Anicoche is a 25 year-old Filipina and recent B.S. Psychology graduate from the University of Maryland, Baltimore County (UMBC). She was a beloved member and leader with the Filipino student club there, the Filipino American Student Association (FASA). In FASA, Anicoche connected with other Filipinos about their shared identity, culture, and lived experiences. She also learned about the many issues the Filipino community faces, both in the U.S. and in the Philippines. Anicoche was especially drawn to environmental, farmers’, and Indigenous peoples’ issues in the Philippines. Learning about their experiences helped Anicoche understand the economic hardships her parents would talk about as reasons for leaving the Philippines in the first place.

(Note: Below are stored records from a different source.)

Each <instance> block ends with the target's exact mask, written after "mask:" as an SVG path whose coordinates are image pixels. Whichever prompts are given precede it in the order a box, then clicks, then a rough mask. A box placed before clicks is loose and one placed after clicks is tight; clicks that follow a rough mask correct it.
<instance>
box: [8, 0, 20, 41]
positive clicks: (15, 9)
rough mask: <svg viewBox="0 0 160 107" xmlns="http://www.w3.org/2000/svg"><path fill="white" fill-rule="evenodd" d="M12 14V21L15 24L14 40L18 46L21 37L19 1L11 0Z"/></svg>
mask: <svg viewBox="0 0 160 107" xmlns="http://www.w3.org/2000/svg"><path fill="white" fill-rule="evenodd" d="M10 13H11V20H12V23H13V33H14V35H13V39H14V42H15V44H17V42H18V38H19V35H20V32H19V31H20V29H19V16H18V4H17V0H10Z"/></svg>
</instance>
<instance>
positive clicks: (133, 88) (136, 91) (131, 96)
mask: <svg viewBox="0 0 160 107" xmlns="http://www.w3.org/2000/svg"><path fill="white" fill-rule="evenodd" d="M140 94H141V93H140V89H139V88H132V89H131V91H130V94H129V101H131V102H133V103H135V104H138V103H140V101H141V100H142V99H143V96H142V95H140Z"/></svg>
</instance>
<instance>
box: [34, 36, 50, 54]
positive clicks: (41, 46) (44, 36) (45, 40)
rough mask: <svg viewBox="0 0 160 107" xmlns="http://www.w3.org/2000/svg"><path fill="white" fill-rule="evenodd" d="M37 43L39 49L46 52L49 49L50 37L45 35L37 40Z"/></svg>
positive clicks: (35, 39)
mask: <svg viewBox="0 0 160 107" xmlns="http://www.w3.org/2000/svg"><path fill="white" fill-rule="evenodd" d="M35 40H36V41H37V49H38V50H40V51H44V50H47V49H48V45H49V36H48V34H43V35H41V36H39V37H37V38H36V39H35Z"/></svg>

Anicoche took on her first job after graduating as a public school substitute teacher. However, her care and passion for environmental and rural issues in the Philippines never waned. She continued her civic engagement through policy advocacy with the Philippine Human Rights Act campaign, supporting the rights of Indigenous peoples and farmers in the Philippines. And after seeing the back-to-back typhoons in the Philippines this year, Anicoche was inspired to pursue her passions and volunteer in the Philippines to learn from and help conduct relief work with rural communities directly impacted by environmental disasters and poverty.

“We demand the immediate surfacing of Chantal Anicoche,” stated Brandon Lee of ICHRP US. “We demand an immediate end to the AFP’s blockade preventing the truth from coming out and humanitarian assistance from coming in to the affected communities. We demand the military out of Mindoro and an end to de facto martial rule over the island. And we demand an end to U.S. funding and support for the Marcos administration’s crimes against the people.”